Let's focus on the general case, not get sidetracked by "oh, this narrow case might solve a particular problem better."
 
In terms of working within the system, suggest that you delete the word "heavily" from #14. Anything that makes it more likely to categorize you in the "white militia survivalist anti-government" camp will work against you, so I'd avoid even the slightest anti-gov slant any more than the bare minimum necessary.

Interesting idea overall; far odder ideas have worked in this world.

-MV
 
922(o) is an amendment to the GCA of 1968

IT IS NOT PART OF THE NFA!

The import ban on machineguns is.

922(o) is a flat out prohibition on machinegun ownership even if the NFA were repealed tomorrow.

922(o) would still be law.
 
922(o) is 'constitutional' because it is based on the commerce clause, correct? In fact, aren't ALL federal gun control laws based on the commerce clause?

If that is the case, no gun control law will ever be ruled unconstitutional unless we get 9 totally different justices on the USSC that believe in the limited power of the commerce clause, especially 922(o).

Alito's nickname, machine gun sammy, is a complete misnomer because he has said himself that as long as the statute contains the interstate commerce reference, it would be valid.

We'll be fighting automatic prohibition for another 40 years minimum until the majority of the USSC makeup changes.
 
Alito's nickname, machine gun sammy, is a complete misnomer because he has said himself that as long as the statute contains the interstate commerce reference, it would be valid.

Proof?

That would mean intrastate sales and possession would not be Federally regulated.
 
ctdonath

Please don't take this the wrong way, but I think it would be unfair of me not to post this information after reading your proposed course of action. You have two very major problems with your case.

The first is that, being in Georgia, you have no Second Amendment rights outside of membership in an organized militia. There is pretty clear Eleventh Circuit case law on this point. In fact, the only circuit to have found any individual right under the Second Amendment is the Fifth Circuit (Emerson), and the holding is so limited to be of zero value to you in this context (that is, the court found an individual right but declared that the right was not violated by the particular federal statute at issue).

The second is that the Commerce Clause is the source of 922(o). The Supreme Court of the United States just gave some pretty clear guidance last year to the Ninth Circuit on the Commerce Clause issue, and the Ninth Circuit reversed its prior ruling that Congress cannot regulate homemade machine guns as a result of the Supreme Court's direction. Here is a link some more discussion of the Commerce Clause decision.

http://www.georgiapacking.org/forum/viewtopic.php?t=765

I also want to render some admittedly unsolicited advice. Get a lawyer. Even if you have to find a volunteer fresh out of law school related to your third cousin by marriage. It is a bad idea to proceed without one. Just because you think something is self evident does not mean it will be accepted in court, and there are a lot of procedural traps for the unwary.

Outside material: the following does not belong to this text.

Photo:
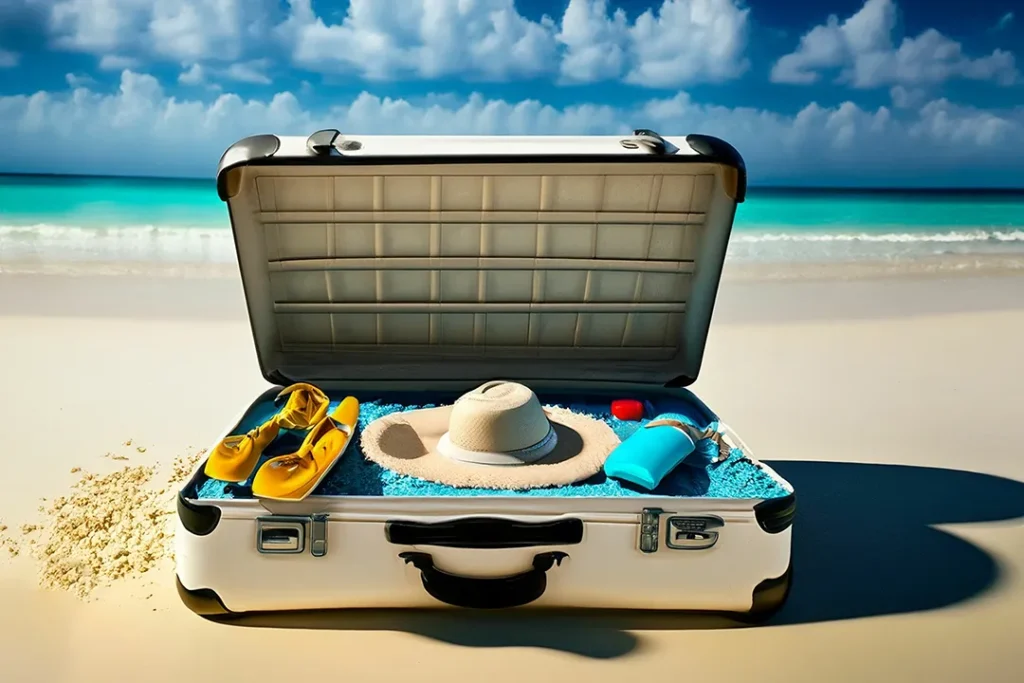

I should also warn you that this lawsuit you are contemplating is not the first of its kind. The issue of machine guns and the Commerce Clause and the Second Amendment has been litigated many, many times in the federal courts with unsuccessful results.

Again, try if you must, but please go in with your eyes open.

Like this -----> :what:
 
I don't have it immediately available, but I'm pretty sure that he made that statement during his nomination hearings when asked about his dissenting opinion on the 3rd circuit for US v. Rybar. Now, he may have just been saying this to get past the confirmation hearings...who knows.

That would mean intrastate sales and possession would not be Federally regulated.

It would had the USSC not affirmed the 3rd circuit decision that congress does indeed have the authority to regulate intrastate commerce, as in ashcroft v. raich.

This is why I say that no gun control law will ever be ruled unconstitutional by this court while they heavily support the monstrosity of the commerce clause.